The thane to Wiglaf’s left is named Hondshew, an ugly brute of a man almost as imposing as Beowulf himself. Hondshew wears an enormous broadsword sheathed and slung across his wide back—a weapon he’s claimed, in less sober moments, to have stolen from a giant whom he found sleeping in the Tivenden woods. Only, sometimes he says it was a giant, and other times it was merely a troll, and still other times, it was only a drunken Swede.
“Or,” says Hondshew, “perhaps this is what serves as hospitality among these Danes.” Then he notices a beautiful young woman standing close by, eating a piece of ripe red fruit. She’s watching him, too, and when next she bites through the skin of the fruit, purplish nectar runs down her chin and disappears between her ample breasts. The woman, whose name is Yrsa, smiles up at Hondshew.
“Then again,” he says, returning Yrsa’s smile and showing off his wide, uneven teeth, “possibly we should find our own hospitality among these poor, beleaguered people.” Hondshew licks his lips, and Yrsa takes another bite of the fruit, spilling still more juice.
And then the king’s herald arrives, riding up on a large gray mare, accompanied by two of Hrothgar’s guard who have followed behind on foot. The herald silently eyes Beowulf and the thanes for a moment, then clears his throat, and says “Hrothgar, Master of Battles, Lord of the North Danes, bids me say that he knows you, Beowulf, son of Ecgtheow. He knows your ancestry and bids you welcome. You, and your men, will follow me. You may keep your helmets and your armor, but your shields and weapons will remain here until further notice.”
Wiglaf glances apprehensively at Beowulf.
“I assure you, they won’t be disturbed,” says Wulfgar.
Beowulf turns and surveys his fourteen men, catching the wariness in their tired faces, their many hands hovering uncertainly above the hilts of their swords.

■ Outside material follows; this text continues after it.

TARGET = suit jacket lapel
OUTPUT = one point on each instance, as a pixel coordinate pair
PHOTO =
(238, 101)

Then he tosses his own spear to one of the guards standing alongside Wulfgar’s gray mare.
“We are here as guests of King Hrothgar,” he says, staring now directly into the herald’s eyes. “He is our host, even as we seek to serve him, and we will not be disagreeable guests.” And then Beowulf pulls a dagger from his belt and hands it over to Wulfgar, and then his sword, as well. “Let it not be said by the Danes that there is no trust to be found among the warriors of Lord Hygelac.”

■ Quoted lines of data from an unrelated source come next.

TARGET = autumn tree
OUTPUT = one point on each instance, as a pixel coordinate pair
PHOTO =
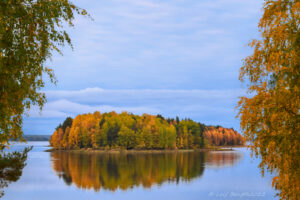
(270, 115)
(29, 31)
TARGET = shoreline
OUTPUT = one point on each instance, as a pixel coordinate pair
(142, 151)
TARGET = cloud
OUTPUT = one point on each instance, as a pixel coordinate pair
(214, 107)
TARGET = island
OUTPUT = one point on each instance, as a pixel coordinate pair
(128, 131)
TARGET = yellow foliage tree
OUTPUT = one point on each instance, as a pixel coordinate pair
(270, 117)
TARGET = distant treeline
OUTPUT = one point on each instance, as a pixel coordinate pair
(129, 131)
(36, 137)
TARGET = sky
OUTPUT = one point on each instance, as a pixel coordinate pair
(170, 57)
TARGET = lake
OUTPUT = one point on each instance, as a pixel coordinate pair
(188, 175)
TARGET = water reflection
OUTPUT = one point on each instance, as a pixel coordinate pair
(113, 171)
(11, 167)
(220, 159)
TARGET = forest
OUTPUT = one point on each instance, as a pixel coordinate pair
(129, 131)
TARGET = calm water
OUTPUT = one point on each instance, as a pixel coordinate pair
(211, 175)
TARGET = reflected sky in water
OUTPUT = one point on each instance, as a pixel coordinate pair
(211, 175)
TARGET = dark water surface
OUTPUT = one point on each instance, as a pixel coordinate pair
(193, 175)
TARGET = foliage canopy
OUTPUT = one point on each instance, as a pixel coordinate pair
(270, 118)
(29, 31)
(129, 131)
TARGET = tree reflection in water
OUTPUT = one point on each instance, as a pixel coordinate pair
(11, 167)
(124, 171)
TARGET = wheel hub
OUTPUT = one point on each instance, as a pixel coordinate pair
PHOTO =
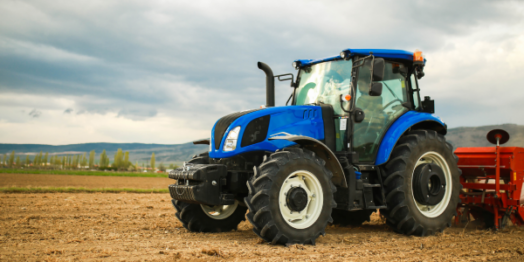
(429, 184)
(301, 199)
(297, 199)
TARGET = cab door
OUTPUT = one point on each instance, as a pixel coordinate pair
(380, 111)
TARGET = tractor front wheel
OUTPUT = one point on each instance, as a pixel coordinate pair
(290, 197)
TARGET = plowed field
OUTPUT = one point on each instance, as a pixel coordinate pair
(143, 227)
(35, 180)
(138, 227)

Reluctantly, Beowulf’s thanes follow suit, turning their many weapons over to the two royal guards who have accompanied Wulfgar to the gate. Last of all, Hondshew draws his enormous broadsword and drops it to the ground, where the blade buries itself deeply in the muck.
“My, that’s a big one you’ve got there, outlander,” Yrsa smiles and takes another bite of fruit.
“That little thing?” replies Hondshew. “That’s only my spare. Maybe later, when we’ve sorted out our business with this fiend of yours—”
“Hondshew,” Beowulf says firmly, still watching Wulfgar. “Have you already forgotten why we’re here?”
“Didn’t I say after the fiend is slain?”
Yrsa watches and says not another word to Beowulf’s thane. But with a pinkie finger, she wipes a smear of nectar from her left breast and slowly licks it from her finger.
“Woman!” Wiglaf snaps at Yrsa. “Have you naught else to be doing this day but teasing men who’ve not seen womanflesh for many trying days and nights?”
“Come, Wiglaf,” says Beowulf, and together they follow Wulfgar through the narrow, smoky streets and up to Hrothgar’s mead hall.
By the time they reach the steps of Heorot Hall, most of King Hrothgar’s court has gathered there. Overhead, there are a few ragged gaps in the clouds and cold sunlight leaks down and falls upon the queen and her maids, on the assembly of guards and courtiers. The stone steps are dark and damp from the rain, and there are small puddles here and there, twinkling weakly in the day. Beowulf and his thanes have left their ponies behind and stand at the foot of the steps, staring up at the barred and shuttered mead hall that has brought them here.
“Beowulf!” bellows King Hrothgar, as he staggers and weaves his way down the steps to embrace the Geat. “How is your father? How is Ecgtheow?”
“He died in battle with sea-raiders,” Beowulf replies. “Two winters back.”
“Ahhhh, but he was a brave man. He sits now at Odin’s table. Need I ask why you’ve come to us?”